Photo prise sur les chemins du Haut Doubs

J’aurais pu m’attacher à la partie de la manifestation qui rassemblait ouvertement les chrétiens, dans le mouvement « Jeûne pour le climat ». J’ai choisi de me plonger dans la foule anonyme. C’était un peu comme l’Église, cette foule : des gens de tous âges, de provenances  géographiques diverses, visiblement de milieux différents, de professions variées et sans doute d’opinions politiques différentes aussi, bien que les partis politiques n’aient pas été conviés à la visibilité par les organisateurs.

Comment réussir ma journée, au-delà des raisons qui m’ont poussées à prendre le train, le métro, me faire mouiller par la pluie avant même que la marche ne commence ? J’ai traîné sur la place de la République jusqu’à ce que, à l’occasion de remarques échangées sur un chapeau, je me retrouve dans un petit groupe de quatre personnes, dont aucune ne se connaissait deux minutes auparavant. Deux dames qui avaient « fait mai 68 », c’était leurs dernières « manifs », et un jeune homme pour qui c’était « la première fois » ont marché avec moi pendant les deux heures qu’il a fallu aux quelques 5000 personnes présentes pour rejoindre l’hôtel de ville. Pas toujours tous ensemble, parfois deux par deux, nous avons discuté du monde, de l’environnement, observé les affiches et banderoles des différentes associations présentes, commenté le caractère bon enfant et totalement pacifique de ces slogans, des personnes et des discours. Et puis, en devisant, la question est sortie « et vous, qu’est-ce que vous faites dans la vie ? » Bien sûr, bien d’autres questions ont suivi. Le jeune homme qui avait pris le train ce matin-là pour aller à sa première manifestation y a rencontré son premier pasteur, peut-être même son premier ministre chrétien. Je l’ai quitté place de l’hôtel de ville. Je ne connais pas son nom, ni lui le mien. Il aura découvert que l’Église se préoccupe d’écologie, aura quelqu’idée de la vie d’un pasteur, aura osé demander pourquoi je l’étais devenu. J’aurais pu rester avec les autres chrétiens, j’y aurais sûrement rencontré des personnes connues, probablement même des amis. Aurais-je passé une meilleure après-midi ? Sans doute pas. J’ai rencontré des frères et sœurs en humanité, fait un bout de chemin avec eux. Ils m’ont donné des parts de leur vie, j’en suis sortie enrichie.

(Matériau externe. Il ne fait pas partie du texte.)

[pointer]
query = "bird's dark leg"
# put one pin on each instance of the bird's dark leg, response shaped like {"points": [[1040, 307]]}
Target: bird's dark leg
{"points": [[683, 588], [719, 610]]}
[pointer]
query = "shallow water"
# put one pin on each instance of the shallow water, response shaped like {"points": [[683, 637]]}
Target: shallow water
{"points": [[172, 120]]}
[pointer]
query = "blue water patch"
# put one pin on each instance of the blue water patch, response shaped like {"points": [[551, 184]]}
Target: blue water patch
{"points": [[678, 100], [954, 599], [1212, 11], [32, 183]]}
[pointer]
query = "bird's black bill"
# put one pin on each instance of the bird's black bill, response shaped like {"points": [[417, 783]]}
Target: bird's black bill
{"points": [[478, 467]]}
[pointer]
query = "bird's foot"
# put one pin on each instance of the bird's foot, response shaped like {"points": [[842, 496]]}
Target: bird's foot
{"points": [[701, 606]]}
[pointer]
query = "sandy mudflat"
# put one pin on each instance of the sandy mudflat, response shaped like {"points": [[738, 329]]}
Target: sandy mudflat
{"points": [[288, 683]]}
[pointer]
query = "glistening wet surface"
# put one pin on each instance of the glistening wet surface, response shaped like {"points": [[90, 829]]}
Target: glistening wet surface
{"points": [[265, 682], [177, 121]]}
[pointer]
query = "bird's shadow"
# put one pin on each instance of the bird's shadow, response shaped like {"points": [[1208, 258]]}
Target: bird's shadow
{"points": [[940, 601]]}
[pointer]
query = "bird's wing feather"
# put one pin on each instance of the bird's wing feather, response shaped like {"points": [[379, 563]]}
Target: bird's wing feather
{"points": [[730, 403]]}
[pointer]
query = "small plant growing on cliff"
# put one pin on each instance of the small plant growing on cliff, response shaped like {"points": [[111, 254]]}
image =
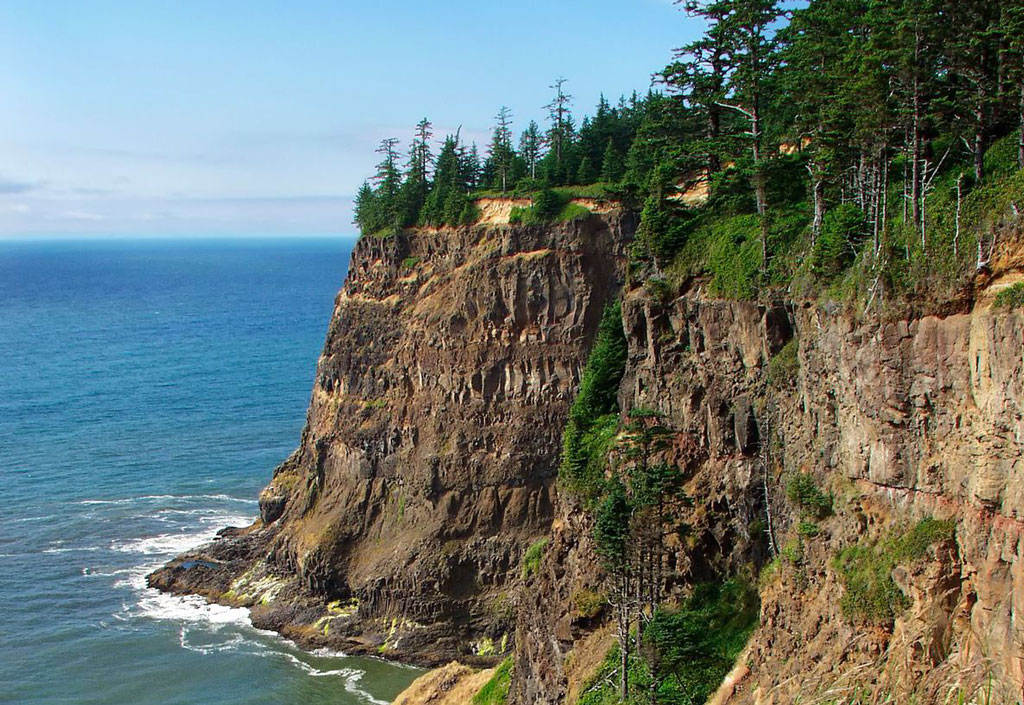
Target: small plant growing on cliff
{"points": [[531, 558], [784, 365], [593, 417], [1011, 297], [588, 603], [496, 691], [804, 493], [871, 594]]}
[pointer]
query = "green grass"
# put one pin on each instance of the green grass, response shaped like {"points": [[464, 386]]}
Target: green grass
{"points": [[697, 645], [496, 691], [594, 191], [531, 558], [870, 593], [1011, 297], [602, 688], [784, 365], [803, 493]]}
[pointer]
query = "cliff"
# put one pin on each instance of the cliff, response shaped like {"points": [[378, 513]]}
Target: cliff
{"points": [[428, 462], [429, 454], [905, 421]]}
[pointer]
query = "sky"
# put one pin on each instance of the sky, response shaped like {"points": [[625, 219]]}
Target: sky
{"points": [[224, 117]]}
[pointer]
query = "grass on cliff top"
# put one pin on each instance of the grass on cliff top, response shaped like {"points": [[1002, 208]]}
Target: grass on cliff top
{"points": [[870, 593], [527, 189], [496, 691]]}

Et qui sait, le jeune homme aura peut-être envie d’aller manifester à nouveau pour la terre, il aura peut-être la curiosité d’en savoir plus sur le Dieu qui m’a conduite, moi, à aller marcher ce jour-là. Décidément, c’est souvent une bonne idée de laisser l’Esprit nous pousser où il veut.

Pasteur Anne Petit

  1. lise
    14/12/2014 at 11 h 01 min

    Bonjour. Je ne suis pas croyante. J’ai bien aimé votre billet.